No matter what management role you play in the waste industry, you can be certain of one thing: Your employees talk about you at dinner. The meal is placed on the table, and your employee's significant other asks the fateful question, 'How was work today, dear?' The next words are about you. Sometimes directly, sometimes indirectly. Either way, they're about you:
- 'It was great today; my boss was out at a conference.'
- 'It was really aggravating; the boss was at an all-day meeting and left no one in charge.'
- 'It was aggravating; she was at a training class and left Larry in charge.'
- 'Excellent day; I finished the recycling review ahead of schedule, and my boss was all over me with gratitude.'
As a manager, you work in the constant glare of an 'invisible spotlight.' When you come, where you go and what you do in between are of the utmost importance to your employees. Yet, the most frequent and fundamental mistake managers make is to underestimate their impact. Managers invariably fail to recognize the influence they exert over their employees' lives. They fail to recognize how vital their management relationships are.
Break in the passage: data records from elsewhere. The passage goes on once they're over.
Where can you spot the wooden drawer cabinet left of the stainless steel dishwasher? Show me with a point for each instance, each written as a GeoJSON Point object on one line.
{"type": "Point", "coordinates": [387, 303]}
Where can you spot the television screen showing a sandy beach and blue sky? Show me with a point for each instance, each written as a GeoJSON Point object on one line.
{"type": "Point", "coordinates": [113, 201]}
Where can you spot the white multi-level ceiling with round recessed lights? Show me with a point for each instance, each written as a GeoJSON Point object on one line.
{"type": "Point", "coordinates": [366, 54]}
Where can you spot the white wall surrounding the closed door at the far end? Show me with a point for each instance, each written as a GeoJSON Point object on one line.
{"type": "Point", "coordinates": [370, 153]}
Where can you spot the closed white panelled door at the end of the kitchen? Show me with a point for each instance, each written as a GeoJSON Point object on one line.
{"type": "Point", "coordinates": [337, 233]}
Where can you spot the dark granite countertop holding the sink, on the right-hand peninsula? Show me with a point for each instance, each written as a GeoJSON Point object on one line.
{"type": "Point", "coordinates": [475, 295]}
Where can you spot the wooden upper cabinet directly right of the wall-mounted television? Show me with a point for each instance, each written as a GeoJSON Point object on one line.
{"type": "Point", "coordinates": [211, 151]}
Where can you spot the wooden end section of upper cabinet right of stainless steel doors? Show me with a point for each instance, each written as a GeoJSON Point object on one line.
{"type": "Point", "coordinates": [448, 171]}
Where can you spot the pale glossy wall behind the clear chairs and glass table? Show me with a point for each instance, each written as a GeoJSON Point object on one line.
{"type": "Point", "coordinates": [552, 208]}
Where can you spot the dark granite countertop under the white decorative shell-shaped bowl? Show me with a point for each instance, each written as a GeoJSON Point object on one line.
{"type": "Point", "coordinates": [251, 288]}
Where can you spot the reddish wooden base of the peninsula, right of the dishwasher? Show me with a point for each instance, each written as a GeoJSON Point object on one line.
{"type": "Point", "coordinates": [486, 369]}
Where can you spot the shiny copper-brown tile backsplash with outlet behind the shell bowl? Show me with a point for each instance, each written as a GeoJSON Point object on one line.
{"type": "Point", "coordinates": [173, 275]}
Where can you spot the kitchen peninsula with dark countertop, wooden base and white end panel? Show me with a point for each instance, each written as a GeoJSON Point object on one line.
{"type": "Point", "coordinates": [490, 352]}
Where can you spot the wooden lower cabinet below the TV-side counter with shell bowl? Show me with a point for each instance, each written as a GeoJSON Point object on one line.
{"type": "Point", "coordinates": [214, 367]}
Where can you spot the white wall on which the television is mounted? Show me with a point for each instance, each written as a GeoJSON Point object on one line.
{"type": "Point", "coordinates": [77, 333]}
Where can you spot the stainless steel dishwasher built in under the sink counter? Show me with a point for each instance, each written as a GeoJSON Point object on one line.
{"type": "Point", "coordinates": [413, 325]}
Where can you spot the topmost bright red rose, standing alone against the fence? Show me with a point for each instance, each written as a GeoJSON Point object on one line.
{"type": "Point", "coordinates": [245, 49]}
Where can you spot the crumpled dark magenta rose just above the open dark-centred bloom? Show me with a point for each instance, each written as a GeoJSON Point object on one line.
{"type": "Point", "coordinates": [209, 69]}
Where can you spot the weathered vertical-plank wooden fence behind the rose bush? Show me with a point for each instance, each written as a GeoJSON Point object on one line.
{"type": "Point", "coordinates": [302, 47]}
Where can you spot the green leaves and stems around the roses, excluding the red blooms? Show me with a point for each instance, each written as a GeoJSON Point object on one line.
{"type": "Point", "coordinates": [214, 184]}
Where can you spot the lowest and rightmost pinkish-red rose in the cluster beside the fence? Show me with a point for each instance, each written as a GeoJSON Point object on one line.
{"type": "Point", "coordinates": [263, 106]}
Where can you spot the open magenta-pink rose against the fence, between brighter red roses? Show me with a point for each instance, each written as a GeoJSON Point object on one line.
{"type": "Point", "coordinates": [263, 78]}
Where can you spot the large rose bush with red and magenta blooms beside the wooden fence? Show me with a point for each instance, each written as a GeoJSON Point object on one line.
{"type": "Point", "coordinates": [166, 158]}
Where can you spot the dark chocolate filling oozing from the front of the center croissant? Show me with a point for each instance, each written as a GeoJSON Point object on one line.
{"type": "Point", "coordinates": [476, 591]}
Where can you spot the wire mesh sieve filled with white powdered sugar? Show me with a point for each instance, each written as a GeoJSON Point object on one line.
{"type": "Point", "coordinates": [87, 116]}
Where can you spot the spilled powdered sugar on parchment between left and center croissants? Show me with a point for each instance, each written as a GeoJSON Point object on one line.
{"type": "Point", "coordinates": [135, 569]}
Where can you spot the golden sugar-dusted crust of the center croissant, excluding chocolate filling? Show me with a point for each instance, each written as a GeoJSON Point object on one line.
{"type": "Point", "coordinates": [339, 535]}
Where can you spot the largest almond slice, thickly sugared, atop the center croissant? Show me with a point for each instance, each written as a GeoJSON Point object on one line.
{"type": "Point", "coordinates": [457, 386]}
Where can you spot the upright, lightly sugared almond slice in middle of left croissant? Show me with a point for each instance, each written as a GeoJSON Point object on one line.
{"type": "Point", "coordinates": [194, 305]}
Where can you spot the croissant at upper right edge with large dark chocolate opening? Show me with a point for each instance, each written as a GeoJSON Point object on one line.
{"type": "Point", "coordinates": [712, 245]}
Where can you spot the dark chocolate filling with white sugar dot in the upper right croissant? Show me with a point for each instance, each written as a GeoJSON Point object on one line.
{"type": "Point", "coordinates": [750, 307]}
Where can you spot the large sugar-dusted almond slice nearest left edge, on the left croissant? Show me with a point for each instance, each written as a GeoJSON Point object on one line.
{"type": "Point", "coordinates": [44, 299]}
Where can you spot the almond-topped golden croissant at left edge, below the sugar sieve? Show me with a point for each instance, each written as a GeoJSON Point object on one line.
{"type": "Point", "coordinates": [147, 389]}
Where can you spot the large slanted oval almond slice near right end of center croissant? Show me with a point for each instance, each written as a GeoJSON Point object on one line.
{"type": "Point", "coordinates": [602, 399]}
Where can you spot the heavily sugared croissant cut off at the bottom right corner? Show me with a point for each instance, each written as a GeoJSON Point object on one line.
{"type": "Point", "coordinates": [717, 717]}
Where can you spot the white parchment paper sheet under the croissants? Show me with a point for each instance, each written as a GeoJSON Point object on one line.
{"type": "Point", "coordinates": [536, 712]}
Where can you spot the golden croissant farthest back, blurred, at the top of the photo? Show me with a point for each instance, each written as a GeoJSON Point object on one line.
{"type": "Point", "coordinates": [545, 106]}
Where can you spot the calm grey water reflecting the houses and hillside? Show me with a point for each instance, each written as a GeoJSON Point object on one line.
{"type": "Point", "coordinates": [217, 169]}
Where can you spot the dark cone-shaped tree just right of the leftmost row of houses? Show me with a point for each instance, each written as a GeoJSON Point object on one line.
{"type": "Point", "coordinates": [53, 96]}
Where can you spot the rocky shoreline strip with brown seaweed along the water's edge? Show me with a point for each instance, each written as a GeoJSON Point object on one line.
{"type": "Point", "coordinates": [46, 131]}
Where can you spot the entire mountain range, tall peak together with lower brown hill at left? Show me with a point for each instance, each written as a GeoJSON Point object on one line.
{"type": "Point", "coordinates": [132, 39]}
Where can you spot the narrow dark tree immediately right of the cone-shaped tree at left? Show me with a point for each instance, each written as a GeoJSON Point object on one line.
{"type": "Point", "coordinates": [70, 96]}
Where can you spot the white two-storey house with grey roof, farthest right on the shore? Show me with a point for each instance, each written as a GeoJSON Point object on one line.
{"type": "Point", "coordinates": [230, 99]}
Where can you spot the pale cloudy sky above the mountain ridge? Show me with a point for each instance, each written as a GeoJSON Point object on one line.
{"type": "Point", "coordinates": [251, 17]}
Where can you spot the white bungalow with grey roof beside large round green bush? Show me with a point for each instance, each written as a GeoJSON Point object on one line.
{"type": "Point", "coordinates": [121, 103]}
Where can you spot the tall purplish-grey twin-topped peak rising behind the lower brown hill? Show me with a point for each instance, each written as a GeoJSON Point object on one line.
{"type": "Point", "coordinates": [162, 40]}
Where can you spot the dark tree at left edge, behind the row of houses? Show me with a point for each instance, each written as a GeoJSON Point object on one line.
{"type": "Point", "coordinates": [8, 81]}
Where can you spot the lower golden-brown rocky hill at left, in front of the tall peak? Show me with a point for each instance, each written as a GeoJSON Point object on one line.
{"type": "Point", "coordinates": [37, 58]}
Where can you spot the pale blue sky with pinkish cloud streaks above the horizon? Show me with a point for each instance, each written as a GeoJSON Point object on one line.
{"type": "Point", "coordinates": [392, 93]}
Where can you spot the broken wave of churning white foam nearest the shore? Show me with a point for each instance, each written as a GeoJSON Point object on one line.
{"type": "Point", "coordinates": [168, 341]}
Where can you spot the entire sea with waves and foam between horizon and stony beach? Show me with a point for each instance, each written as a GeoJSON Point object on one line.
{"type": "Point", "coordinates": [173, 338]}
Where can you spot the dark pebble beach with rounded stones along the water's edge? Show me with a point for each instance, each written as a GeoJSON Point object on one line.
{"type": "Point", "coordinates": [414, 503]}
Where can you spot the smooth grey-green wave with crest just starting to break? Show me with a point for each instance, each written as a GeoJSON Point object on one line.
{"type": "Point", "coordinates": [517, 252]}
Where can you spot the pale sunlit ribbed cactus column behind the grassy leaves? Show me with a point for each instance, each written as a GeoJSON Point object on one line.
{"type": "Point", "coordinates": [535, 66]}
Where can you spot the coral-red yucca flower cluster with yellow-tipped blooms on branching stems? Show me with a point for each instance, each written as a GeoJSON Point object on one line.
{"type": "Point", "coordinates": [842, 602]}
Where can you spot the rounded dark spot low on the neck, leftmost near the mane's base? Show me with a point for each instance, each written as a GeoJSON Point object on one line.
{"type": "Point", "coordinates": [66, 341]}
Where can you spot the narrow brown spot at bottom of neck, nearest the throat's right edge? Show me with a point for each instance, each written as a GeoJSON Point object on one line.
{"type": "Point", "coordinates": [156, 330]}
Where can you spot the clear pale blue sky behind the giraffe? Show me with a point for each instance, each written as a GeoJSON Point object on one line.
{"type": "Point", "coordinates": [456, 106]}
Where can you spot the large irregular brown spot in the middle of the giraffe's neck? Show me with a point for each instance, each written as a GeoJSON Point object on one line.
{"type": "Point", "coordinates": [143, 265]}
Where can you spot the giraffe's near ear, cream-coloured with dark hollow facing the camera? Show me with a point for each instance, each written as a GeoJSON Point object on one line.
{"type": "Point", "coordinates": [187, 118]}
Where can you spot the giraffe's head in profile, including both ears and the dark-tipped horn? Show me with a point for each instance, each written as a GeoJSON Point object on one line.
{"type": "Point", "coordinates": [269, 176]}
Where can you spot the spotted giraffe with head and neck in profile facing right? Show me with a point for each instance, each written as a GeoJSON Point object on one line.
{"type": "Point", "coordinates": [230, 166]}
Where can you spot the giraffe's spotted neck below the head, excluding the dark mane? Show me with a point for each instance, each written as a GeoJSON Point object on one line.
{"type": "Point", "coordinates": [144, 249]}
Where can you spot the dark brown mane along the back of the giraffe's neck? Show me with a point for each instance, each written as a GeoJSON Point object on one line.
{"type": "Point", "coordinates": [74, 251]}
It all boils down to an inescapable truth: If the foundation of the management relationship is solid, it's because the manager is doing something right. If the foundation falters or fails, it is because the manager is doing something wrong. It's that simple and that difficult. Two principles are at the heart of your management relationships. Become aware of them, adhere to them and you'll join the ranks of the most successful and respected managers in the industry.
Principle #1: The Burden of the Management Relationship is Yours
Think about the balance of responsibility in a healthy manager-employee relationship. Would you say it's 50/50, with each of you contributing equally to the relationship's success? How about 60/40, with one or the other assuming a greater load?
Too many managers, new and seasoned, step into their role assuming the relationship is a 50/50 affair, and this begins their slide into ineffectiveness. Their problem is that they want to apply the ideals of equality and shared responsibility. They act as if they're still employees or colleagues. But while these ideals are important to the longevity of most relationships, they just don't apply to the professional management of employees. The management relationship is not like most others. It's unique because of the obligations that accompany it and the fact that it exists within an organizational hierarchy.